How can this be possible? It’s because the cross-sectional distribution of long-term stock returns demonstrates positive skewness.
Wait! Don’t leave yet! I promise to explain this in very simple terms. Let’s start by reviewing some basic statistics. Remember from high school what a normal distribution is? It looks like a bell curve when displayed graphically. And it’s symmetrical, which means that the average of all the data points is identical to the median. (The median, if you recall, is simply the point at which exactly half the other data points are above and half are below).
Skewness refers to the degree of asymmetry of a normal distribution. To illustrate this using a practical example, open up the home sales section of your local newspaper. You will usually find both the median sales price and the average sales price reported. More often than not, the median price is higher than the average price. Why? Because typically among all the homes that were sold during the reported period, there were some that were priced especially low relative to the average. This had the effect of pulling the average price down below the median price. Graphically it’s the same as grabbing the lower left point on the bell curve and pulling it further to the left. Such a curve is said to exhibit negative skewness. Another way to think about this is that there are outliers in the curve (in this case the exceptionally cheap houses) that are skewing the average price lower.
Bessembinder found that there is significant positive skewness in the contribution of individual stock returns to aggregate U.S. stock market performance. He studied the performance of the 26,000 stocks that have come and gone since 1926 and which collectively have been responsible for lifetime shareholder wealth creation of nearly $32 trillion. Amazingly, he found that just 86 stocks accounted for over half of that total market return over that period, and only 1,000 (less than 4% of the total) accounted for all of it. In other words, the entire gain in the U.S. stock market since 1926 is attributable to the best-performing four percent of listed stocks.
This flies in the face of modern portfolio theory’s capital asset pricing model (CAPM), which expects each individual stock’s return premium (i.e. excess over U.S. treasury returns) to be the stock’s beta times the expected market-wide premium. Bessembinder explains that CAPM relies on the assumption that stock returns are normally distributed (the average and median is the same). But they’re actually positively skewed, and that skewness increases for longer holding periods due to the effect of compounding. Therefore the median excess return for the majority of stocks is actually negative.
Now back to stock picking. Bessembinder’s study indicates that if you pick the right stocks, you can make a killing in the stock market. But if you pick the wrong ones, you’ll do worse than if you had just bought treasuries or bank CDs. And there are a lot more wrong ones than right ones. This study also explains why active mutual funds attempting to outperform the market by selectively picking stocks have underperformed the market average over time.

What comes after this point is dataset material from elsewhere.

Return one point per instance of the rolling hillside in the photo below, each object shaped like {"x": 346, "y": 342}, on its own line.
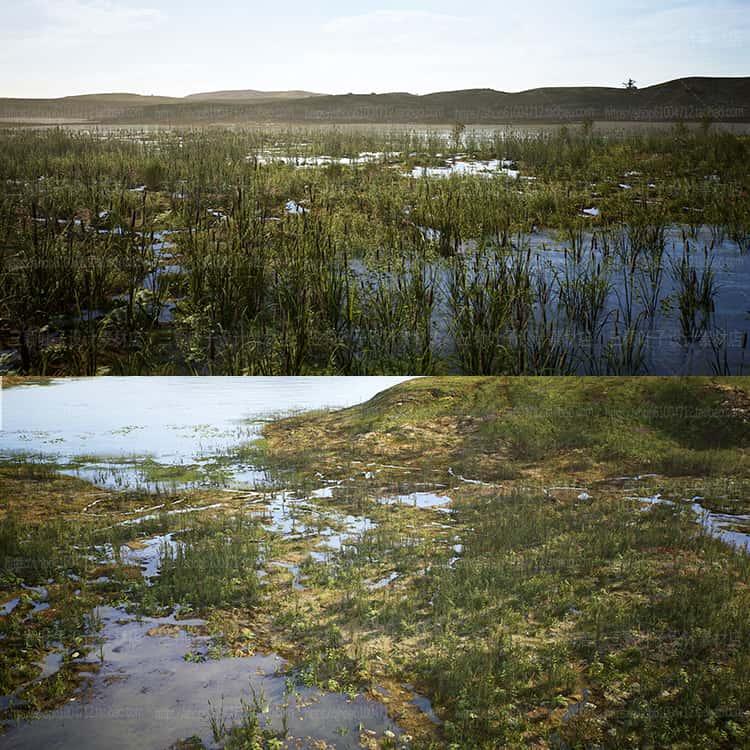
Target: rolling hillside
{"x": 687, "y": 99}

Since Bessembinder’s work has poked some holes in the key theory that has been the mainstay of the financial planning profession for decades, should you now avoid the stock market entirely? Not if you want to participate in that $32 trillion of wealth generation! But your best strategy is probably to buy some kind of market index fund so that you are participating in the entire market. You may end up holding a lot of losers, but those few winners will help put you over the top! (Different index funds may weight each stock differently, but choosing the right index fund is beyond the scope of this posting).